‹…› это уже не был «Иван» Богомолова. Это было нечто совершенно новое, неведомое. Новое состояние и новый стиль.
Тарковский прежде всего отсек те скупые, дополнительные детали, которые в рассказе сопутствовали появлению маленького разведчика ‹…›. Сюжет утратил повествовательную разветвленность, сжался в тонкое лезвие.
Богомоловские пейзажи: командирски — точные описания подходом к Днепру, ориентиров и предметов — показались Тарковского невыразительными, дробными, и он их выкинул. Он погрузил действие в сумрак: ледяная вода реки превратилась в бесконечную хлябь; вода, вода, холодная, стоячая, темная — через весь фильм; обожженные деревья, облетевшие деревья, черные, скрипящие скелеты деревьев — апокалиптическая пустынность жутко разверзлась на экране.
И в центре этого странного, полного предчувствий мрака — резкое, обтянутое, неправильное детское лицо с огромными глазами и острым подбородком аскета: Коля Бурляев в роли Ивана.
Он стал не только центром фильма — он стал всем в фильме: Тарковский снимал картину ему в резонанс. ‹…›
Фильм Тарковского — насквозь духовный, плоть в нем вымерла, умерла вся, а если не умерла — так стыдится сама себя и сжимается перед непередаваемой печалью духа. Черноволосая медсестра — не просто негатив богомоловской здоровой блондинки, медсестра эта онемевшая — по сути — сестра самого Ивана, сломанная душа которого как бы заполнила весь фильм.
Эта сломанность отдается во всех концах картины. В расколотых взрывами крестах могил. В расколотых взрывами фресках. В огромных глазах святых, глядящих с каменных обломков. Пронизывающая фильм символика стоит на грани перенасыщения, за которой вот-вот должна начаться нарочитость. Стоит Тарковскому не удержаться на этой острой грани, и возникает что-нибудь вроде безумного старика с петухом и почетной грамотой, которую он вешает на стену, оставшуюся от сгоревшего дома. ‹…›
Отбросив все, что не воздействовало бы непосредственно на душу Ивана, Тарковский сделал содержанием фильма Иваново состояние, его сорванный с оси характер, его исказившийся внутренний мир.
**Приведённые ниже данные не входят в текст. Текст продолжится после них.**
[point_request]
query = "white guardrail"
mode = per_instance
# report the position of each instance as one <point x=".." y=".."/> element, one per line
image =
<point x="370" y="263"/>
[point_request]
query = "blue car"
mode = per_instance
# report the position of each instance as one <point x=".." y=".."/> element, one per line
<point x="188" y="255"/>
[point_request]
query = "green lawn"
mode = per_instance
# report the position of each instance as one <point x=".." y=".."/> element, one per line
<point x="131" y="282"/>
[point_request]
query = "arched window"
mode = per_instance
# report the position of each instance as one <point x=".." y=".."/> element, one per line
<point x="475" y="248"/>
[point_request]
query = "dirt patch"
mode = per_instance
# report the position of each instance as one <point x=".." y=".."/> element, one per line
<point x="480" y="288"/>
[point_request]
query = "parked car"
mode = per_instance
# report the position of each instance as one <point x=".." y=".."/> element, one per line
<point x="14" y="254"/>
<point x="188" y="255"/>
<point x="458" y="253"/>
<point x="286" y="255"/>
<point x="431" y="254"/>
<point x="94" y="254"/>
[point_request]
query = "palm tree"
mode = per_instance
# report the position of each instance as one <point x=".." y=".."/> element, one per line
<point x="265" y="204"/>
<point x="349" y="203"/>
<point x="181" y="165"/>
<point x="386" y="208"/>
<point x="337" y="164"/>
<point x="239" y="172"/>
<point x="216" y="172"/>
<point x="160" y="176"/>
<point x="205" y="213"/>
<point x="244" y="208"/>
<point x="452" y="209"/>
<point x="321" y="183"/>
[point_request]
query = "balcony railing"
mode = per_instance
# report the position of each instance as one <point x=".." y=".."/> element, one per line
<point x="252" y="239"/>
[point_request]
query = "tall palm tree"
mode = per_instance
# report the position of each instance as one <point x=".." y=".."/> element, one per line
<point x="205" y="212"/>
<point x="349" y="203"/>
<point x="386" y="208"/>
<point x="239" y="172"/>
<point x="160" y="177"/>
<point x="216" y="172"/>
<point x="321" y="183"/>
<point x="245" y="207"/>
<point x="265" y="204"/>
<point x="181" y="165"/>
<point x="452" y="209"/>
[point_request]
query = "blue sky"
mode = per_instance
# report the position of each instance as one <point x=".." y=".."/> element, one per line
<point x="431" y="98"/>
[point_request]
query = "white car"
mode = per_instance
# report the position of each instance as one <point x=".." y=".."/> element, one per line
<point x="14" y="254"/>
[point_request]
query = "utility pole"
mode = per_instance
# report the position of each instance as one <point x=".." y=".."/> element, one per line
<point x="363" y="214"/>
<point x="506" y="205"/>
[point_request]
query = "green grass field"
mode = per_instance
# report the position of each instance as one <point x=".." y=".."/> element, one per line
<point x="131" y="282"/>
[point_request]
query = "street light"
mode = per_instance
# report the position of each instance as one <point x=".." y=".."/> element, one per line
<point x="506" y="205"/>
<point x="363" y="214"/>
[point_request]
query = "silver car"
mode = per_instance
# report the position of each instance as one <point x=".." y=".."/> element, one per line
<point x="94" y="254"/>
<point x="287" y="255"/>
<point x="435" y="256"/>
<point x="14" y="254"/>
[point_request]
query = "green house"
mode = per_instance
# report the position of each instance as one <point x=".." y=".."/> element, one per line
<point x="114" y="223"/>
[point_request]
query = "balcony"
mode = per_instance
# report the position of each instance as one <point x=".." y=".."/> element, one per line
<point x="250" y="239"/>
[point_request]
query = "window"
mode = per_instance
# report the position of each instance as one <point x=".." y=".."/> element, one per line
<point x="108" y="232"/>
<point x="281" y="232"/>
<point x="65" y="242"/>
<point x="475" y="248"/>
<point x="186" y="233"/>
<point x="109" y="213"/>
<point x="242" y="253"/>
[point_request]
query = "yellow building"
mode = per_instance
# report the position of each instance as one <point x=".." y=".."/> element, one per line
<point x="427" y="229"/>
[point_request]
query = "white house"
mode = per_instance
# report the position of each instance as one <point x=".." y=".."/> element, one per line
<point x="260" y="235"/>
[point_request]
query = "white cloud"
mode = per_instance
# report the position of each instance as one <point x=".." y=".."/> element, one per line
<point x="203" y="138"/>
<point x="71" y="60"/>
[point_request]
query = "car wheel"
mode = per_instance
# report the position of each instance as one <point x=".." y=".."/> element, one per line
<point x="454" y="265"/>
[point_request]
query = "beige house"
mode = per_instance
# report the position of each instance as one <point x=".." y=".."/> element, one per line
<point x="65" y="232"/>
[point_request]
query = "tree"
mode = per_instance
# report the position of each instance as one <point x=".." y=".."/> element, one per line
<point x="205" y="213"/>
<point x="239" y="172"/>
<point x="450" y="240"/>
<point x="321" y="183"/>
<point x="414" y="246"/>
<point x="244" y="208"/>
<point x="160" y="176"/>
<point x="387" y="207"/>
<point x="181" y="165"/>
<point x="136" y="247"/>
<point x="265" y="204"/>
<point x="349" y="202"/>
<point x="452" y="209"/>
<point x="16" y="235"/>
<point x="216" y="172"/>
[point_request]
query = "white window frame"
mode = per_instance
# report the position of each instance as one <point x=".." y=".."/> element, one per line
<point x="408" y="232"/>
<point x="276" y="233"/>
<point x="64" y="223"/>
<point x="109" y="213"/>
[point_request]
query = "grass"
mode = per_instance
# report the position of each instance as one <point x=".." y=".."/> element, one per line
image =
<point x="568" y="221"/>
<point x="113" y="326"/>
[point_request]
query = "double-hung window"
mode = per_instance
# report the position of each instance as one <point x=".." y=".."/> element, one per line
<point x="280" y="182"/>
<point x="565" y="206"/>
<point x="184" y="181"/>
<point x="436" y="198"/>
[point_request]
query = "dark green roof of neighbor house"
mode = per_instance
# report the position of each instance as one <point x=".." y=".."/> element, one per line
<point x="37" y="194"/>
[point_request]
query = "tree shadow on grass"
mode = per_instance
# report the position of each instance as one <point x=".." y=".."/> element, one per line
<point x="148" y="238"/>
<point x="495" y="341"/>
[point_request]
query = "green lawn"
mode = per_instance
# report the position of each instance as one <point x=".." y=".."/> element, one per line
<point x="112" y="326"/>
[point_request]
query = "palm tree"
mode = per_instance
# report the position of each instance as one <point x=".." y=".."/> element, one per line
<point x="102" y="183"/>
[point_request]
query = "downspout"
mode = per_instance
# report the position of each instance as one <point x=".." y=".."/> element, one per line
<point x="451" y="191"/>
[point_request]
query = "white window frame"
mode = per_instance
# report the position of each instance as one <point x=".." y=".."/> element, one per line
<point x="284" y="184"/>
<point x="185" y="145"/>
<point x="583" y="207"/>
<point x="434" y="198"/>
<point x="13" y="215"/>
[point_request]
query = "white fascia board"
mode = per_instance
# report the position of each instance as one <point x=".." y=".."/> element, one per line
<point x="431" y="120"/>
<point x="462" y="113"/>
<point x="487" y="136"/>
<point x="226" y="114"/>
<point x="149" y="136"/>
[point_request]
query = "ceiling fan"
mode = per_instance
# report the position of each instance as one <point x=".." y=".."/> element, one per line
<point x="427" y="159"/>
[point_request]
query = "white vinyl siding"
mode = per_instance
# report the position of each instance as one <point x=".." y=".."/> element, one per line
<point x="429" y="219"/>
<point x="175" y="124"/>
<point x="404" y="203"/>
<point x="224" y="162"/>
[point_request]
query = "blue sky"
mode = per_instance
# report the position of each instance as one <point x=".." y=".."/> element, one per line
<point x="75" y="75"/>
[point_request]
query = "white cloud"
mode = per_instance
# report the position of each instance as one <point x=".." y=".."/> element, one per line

Он распахнул эту обугленную душу четырьмя снами, которые были бы немыслимы в строгой прозе Богомолова, — в фильме эти четыре сна составляют главную суть сюжета. ‹…›
Может быть, самое пронзительное оружие Тарковского — режиссера — это стыки снов и реальности. Здесь нет туманных наплывов. Сон смыкается с явью в жутко осязаемом, сюрреалистическом, конкретном взаимодействии. ‹…› Идиллические грезы каждый раз взрываются катастрофой, белое перечеркивается черным, белый блеск солнца — черным деревом, улыбка матери — криком ужаса, и в этой вибрации белого и черного, добра и зла — нет градаций и средостений, а есть лишь странный, неестественный, контрастный, ломающий душу рваный ритм.
Богомолов писал Ивана извне — Тарковский изнутри. Богомолов рассказал о том, что война выбила ребенка из детства, — Тарковский показал, ч т о война выбила из этой детской души. Богомолов сражался — Тарковский потрясенно осмысляет...
Аннинский Л. Шестидесятники и мы. М.: Киноцентр, 1991.